A recent study reveals that the United States showed the lowest performance in recent years compared to other high-income Western countries in reducing the risk of dying from chronic diseases.

Between 2010 and 2019, deaths caused by chronic disease fell in most age groups in the U.S.; however, they actually rose among adults ages 20 to 45. The authors of the study, published in the journal The Lancet on September 10, called the findings “a rare phenomenon in high-income western countries,” per CNN.

A study by researchers at Imperial College London examined data from 185 countries and territories, finding that during the period, the likelihood of dying by age 80 from a non-communicable disease, such as cancer, decreased in most of the assessed countries. However, the study noted the decline had slowed compared to previous years.

CLICK HERE TO GET THE DALLAS EXPRESS APP

“The risk of dying – or what we call probability in the paper – from chronic diseases in most countries in the world is coming down,” said Majid Ezzati, the study’s senior author and a professor in the School of Public Health at Imperial College London and Imperial Global Ghana.

When zooming in on the 25 high-income Western countries, Denmark emerged as the leader in achieving the largest decline in chronic disease deaths, while the U.S. recorded the smallest improvement.

“The U.S. is the slowest, but it’s by no means the exception… Germany is doing nearly as badly,” said Ezzati.

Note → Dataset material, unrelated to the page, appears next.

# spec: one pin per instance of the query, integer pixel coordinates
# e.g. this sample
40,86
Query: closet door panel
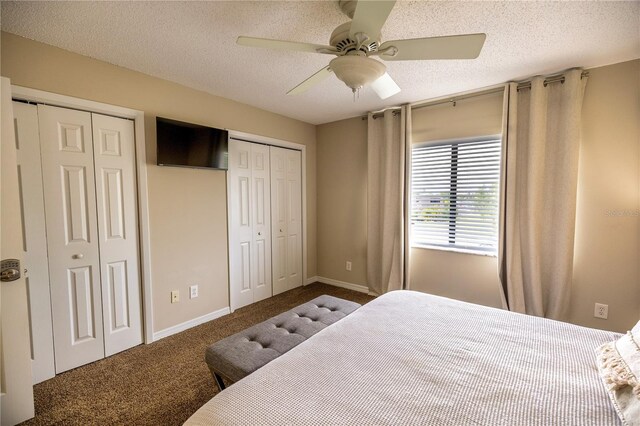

The study says the reason for the decline in chronic disease mortality seen in most of the world is linked to improvements in diagnosing and treating the diseases. However, in roughly 6 out of 10 of the countries analyzed, the decline in chronic disease deaths from 2010 to 2019 was smaller than it had been in the decade prior, or there was a reversal of an earlier decline.

While the U.S. recorded a slight drop in mortality among older adults, the country’s poor performance was a result of the stagnation in reductions among the working-age adult demographic and a rise in mortality among young adult Americans.